1614年(慶長19年) 方広寺の鐘銘問題の失策と大坂城内の不穏の動きの責めを負わせて、秀頼片桐且元に隠居を命じて執政の任務を解きました。且元が手勢を引き連れて大坂城を去ると、織田長益はじめ織田信雄、織田信則、石川貞政など多くの豊臣の重臣達が大坂城を出て行きました。重忠も恐らく進退を迷ったと思います。織部の長男で秀頼に仕えていた同僚の古田重行(九郎八)や、頻繁に茶の湯大坂城に出入りしている織部と意見を交わして情勢分析をしたかもしれません。これは婆の想像です。こういう事があって、それが「内通」と疑われたのかも、と思うのです。想像の域を出ない話ですが、有り得るシーンです。

淀殿周辺で行われている統治の乱れから、彼は豊臣方の敗色を見通したでしょう。負けるかも知れないと分かっても、彼は豊臣方に従います。そして、重臣達が去っていく機会を捉えて、重忠は次男を手放して、弟の重治に託したのではないか・・・重忠は大坂城を枕に討死する覚悟だったと思われます。

なぜ兄の重勝ではなく、弟の重治に託したのか、と言いますと、重勝関ケ原の戦い6年後の1606年(慶長11年)に、江戸城石垣普請に携わっている最中に亡くなってしまっていました。享年47歳でした。

 

本家嫡嗣子と預かった養子と養子と実子と・・

長兄の重勝の所に子供が無い時に、重忠は自分の嫡男・重良(兵九郎)(寛政譜では重直)を重勝の所に養子に出しました。ほどなくして重勝の所に実子希代丸が生まれました。重勝に実子ができた以上、養子の重良(重直)は立場が弱くなってしまい、場合によっては排除されてしまう運命になるかもと、皆は気を揉みました。そうです。同じ城に嗣子は並び立たないのです。

その時、末弟の重治が重良を自分の屋敷に避難させました。重治はこの頃20代半ばになっていて結婚もしており(正室丹羽長秀の娘)、充分に重良の面倒を見る事が出来ました。これで納まりが良くなり、やれやれ良かった! と思ったのも束の間、今度は古田家の当主・重勝が亡くなってしまったのです。遺(のこ)された希代丸はわずか3歳、家督を継ぐには幼過ぎる年齢でした。

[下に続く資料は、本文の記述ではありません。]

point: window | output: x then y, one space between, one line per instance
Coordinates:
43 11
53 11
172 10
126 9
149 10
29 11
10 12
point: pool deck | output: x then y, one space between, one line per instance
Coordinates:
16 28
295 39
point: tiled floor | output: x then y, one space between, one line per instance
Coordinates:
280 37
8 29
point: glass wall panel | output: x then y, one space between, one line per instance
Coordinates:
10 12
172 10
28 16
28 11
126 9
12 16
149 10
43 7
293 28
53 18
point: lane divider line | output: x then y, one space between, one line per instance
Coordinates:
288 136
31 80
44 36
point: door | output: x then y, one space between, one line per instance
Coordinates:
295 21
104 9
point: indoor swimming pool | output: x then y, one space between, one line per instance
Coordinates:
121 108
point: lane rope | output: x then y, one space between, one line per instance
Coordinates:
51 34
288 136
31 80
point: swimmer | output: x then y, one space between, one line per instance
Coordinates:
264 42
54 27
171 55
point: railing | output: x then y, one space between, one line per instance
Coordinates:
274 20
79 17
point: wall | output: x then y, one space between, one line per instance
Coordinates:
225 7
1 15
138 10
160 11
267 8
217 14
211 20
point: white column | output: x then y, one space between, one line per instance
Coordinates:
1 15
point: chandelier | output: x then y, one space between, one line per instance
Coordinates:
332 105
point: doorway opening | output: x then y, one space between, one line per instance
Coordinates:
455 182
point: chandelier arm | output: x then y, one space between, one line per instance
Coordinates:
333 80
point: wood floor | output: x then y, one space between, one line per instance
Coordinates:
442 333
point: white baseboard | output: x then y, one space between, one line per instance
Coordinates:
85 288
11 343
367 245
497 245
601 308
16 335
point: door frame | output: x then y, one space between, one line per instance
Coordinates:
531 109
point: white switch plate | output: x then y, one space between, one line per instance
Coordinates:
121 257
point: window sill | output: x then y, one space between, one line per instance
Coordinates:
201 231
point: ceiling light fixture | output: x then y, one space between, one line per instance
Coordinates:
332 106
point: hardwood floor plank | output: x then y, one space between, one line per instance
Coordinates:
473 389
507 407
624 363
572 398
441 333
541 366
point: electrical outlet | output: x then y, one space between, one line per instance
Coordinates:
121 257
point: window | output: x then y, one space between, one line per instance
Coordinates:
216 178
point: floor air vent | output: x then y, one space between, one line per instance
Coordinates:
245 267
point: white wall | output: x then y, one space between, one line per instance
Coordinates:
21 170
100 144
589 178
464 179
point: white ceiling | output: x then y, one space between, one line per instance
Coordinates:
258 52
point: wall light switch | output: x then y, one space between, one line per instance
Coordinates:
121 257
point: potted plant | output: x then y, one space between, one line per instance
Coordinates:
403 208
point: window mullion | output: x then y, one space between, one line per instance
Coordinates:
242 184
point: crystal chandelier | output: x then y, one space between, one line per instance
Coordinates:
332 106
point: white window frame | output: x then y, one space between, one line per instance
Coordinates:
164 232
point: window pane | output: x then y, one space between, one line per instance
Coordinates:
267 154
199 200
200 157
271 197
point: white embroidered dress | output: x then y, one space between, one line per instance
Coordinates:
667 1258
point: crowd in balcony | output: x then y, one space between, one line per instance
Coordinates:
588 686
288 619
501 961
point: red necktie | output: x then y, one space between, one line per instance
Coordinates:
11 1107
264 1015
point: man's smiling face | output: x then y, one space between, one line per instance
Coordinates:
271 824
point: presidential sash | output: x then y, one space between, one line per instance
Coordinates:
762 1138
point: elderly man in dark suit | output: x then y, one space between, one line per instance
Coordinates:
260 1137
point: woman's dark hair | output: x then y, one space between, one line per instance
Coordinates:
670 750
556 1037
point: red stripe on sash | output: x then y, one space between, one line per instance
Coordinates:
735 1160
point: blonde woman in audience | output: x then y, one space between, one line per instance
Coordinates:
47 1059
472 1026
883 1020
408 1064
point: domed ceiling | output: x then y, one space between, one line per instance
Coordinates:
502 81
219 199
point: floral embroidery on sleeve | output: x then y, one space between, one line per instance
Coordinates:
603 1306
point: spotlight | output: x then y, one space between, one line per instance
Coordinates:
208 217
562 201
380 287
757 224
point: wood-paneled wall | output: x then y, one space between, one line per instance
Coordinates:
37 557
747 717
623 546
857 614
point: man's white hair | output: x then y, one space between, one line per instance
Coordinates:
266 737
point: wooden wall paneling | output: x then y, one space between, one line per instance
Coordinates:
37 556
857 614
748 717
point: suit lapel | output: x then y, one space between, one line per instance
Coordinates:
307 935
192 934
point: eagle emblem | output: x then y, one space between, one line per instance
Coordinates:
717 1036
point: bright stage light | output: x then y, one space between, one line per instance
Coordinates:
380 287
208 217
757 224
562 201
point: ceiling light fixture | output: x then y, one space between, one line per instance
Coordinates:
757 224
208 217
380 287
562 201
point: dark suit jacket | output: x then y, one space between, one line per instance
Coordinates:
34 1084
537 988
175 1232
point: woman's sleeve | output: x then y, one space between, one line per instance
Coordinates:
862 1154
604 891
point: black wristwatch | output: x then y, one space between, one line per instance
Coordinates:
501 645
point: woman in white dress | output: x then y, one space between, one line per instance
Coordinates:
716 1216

ここで大御所・徳川家康が乗り出し、松坂藩は重治が継ぐ様にと仰せ事を下します。

重治は家康に家督を継ぐに当たって一つの願いを申し出ます。

 

 兄・重勝の兵部少輔のポストは希代丸が継ぐべきものであるから、私は兵部少輔のポストを受け取れない。私・重治に対しては兵部少輔以外の役を賜りたい、と。

 

こうして重治は2代松坂藩主となり、従五位下大膳大夫となります。

重勝が背負っていた普請等の数々の労役を今度は重治が背負う様になりました。

駿府城の普請、名古屋城の普請、松平伯耆守改易による領地の接収と仕置、米子城の守衛と、東奔西走の日々が始まりました。

 

そんな生活を続けている重治に、重忠から養子の話が舞い込みました。

「次男重昌(平三郎)(寛政譜では重弘)をお前の養子に出したい」

豊臣政権の中枢部に近侍していた重忠は、大坂方の内部が一本化しておらず、浪人の寄せ集め部隊に過ぎない事を痛感していました。この状態では戦になれば討死するだろうと予測し、身辺整理を始めます。この時次男重昌は2歳。重昌が父と共に大坂城内に居たか、城下の屋敷に居たか、或いは伏見屋敷に居たか分かりません。けれど、いずれ豊臣・徳川決戦になった時、2歳の息子を落ち延びさせるのは非常に困難になります。それこそ、荒木村重の子・岩佐又兵衛の様な目に遭い兼ねません。危機は今。時機は逸してはならないのです。重治は事情を察し、重忠の申し出を受け、重昌を自分の養子にします。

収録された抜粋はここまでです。